The home, on Idell Drive in the Sulphur Springs neighborhood, just south of Waters Avenue, was officially unveiled Monday, June 20, in a short, driveway ceremony that brought out city officials, residents and TV cameras.

The reason for the pomp and circumstance is the home is part of a larger effort by the city to create housing opportunities for those who are finding it increasingly harder to find a home in Tampa, a cohort that seems to be growing by the day.

“As we all know, housing is a crisis — the availability, the affordability for workforce housing on all levels,” says Tampa Mayor Jane Castor. “For every apartment that comes up for rent in Tampa, there are over 20 people looking at that apartment. It’s something that we have to approach from all angles and we’re doing that.”

Castor’s stated goal is to help 10,000 affordable homes built by 2027.

This particular angle is a partnership between the city and local developers that began about a year ago.
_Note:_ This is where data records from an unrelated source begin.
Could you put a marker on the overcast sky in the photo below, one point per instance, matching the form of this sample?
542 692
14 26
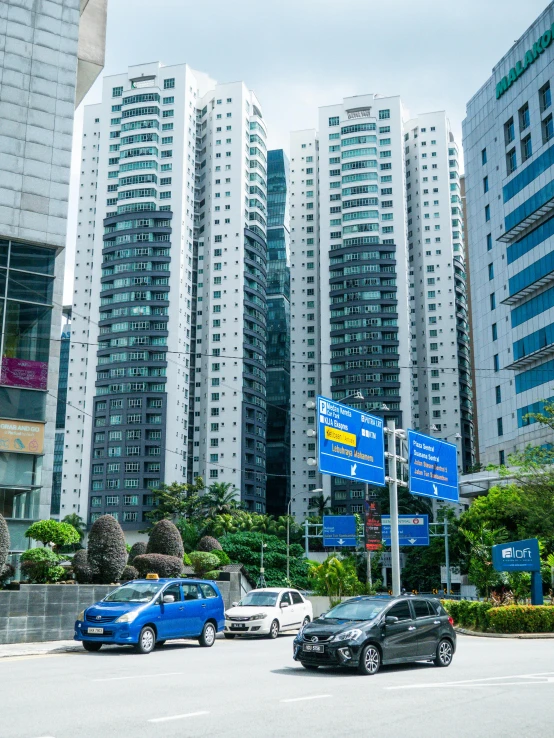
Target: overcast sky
300 54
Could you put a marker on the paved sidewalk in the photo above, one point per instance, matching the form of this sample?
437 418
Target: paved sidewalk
37 649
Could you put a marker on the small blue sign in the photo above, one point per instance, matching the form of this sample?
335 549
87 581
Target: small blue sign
351 444
517 556
339 530
413 530
433 467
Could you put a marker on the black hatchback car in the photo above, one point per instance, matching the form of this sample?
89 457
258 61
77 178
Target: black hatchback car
365 632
That’s when Tampa awarded 15 vacant, city-owned lots to developers chosen through a lottery with an agreement that affordable homes would be built. Two of the lots were big enough to split so a total of 17 houses will be built by 11 developers.

The project is called the infill housing program.
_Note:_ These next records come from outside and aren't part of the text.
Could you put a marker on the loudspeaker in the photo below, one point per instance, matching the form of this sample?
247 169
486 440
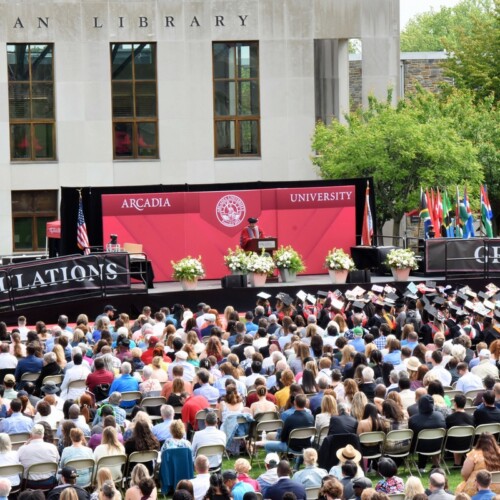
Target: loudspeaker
363 276
234 281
As big piece of the program is that construction is fast-tracked, with Tampa’s Department of Development and Growth Management helping expedite permits and working with the developers to “navigate the development process as quickly and efficiently as possible.”

Castor says how the infill program is set up makes it looks easy to put the homes up, “but it’s a little more difficult and a little more nuanced than it sounds.” Among the work needed to prepare for construction was getting the lots cleared and making sure utilities are available. The city also made $75,000 available to the developers if they needed help buying supplies.

In all, it took 90 days to get the permitting and to clear the lots.

To qualify for the homes, buyers need to fall within 80% of the area median income — $65,700 for a family of four.

The just-completed home on Idell Drive was listed at $300,000, but developer Randy Randolph of RL Builders says the price was reduced to $280,000 to accommodate the buyer, Velina Glass.

As for the house itself, it’s 1,250 square feet with three bedrooms, two baths and a two-car garage. It has vinyl plank flooring throughout, stainless steel appliances and brush nickel hardware along with quartz countertops and hurricane-rated windows.

Randolph says his goal when building the home was for it to look like a nicer home in any city neighborhood. That’s because he wanted whoever moved in to feel as if they were living in the best home possible or for anyone driving by not to see it as a cheaply constructed house.

“We put all that we could in it,” Randolph says. “Everything that you see in this house, I promise you, I can take you to a Tampa Heights house, I can take you to an Ybor City house I’m building, and you’ll see the exact same things.

“I wanted to provide a custom affordable home.”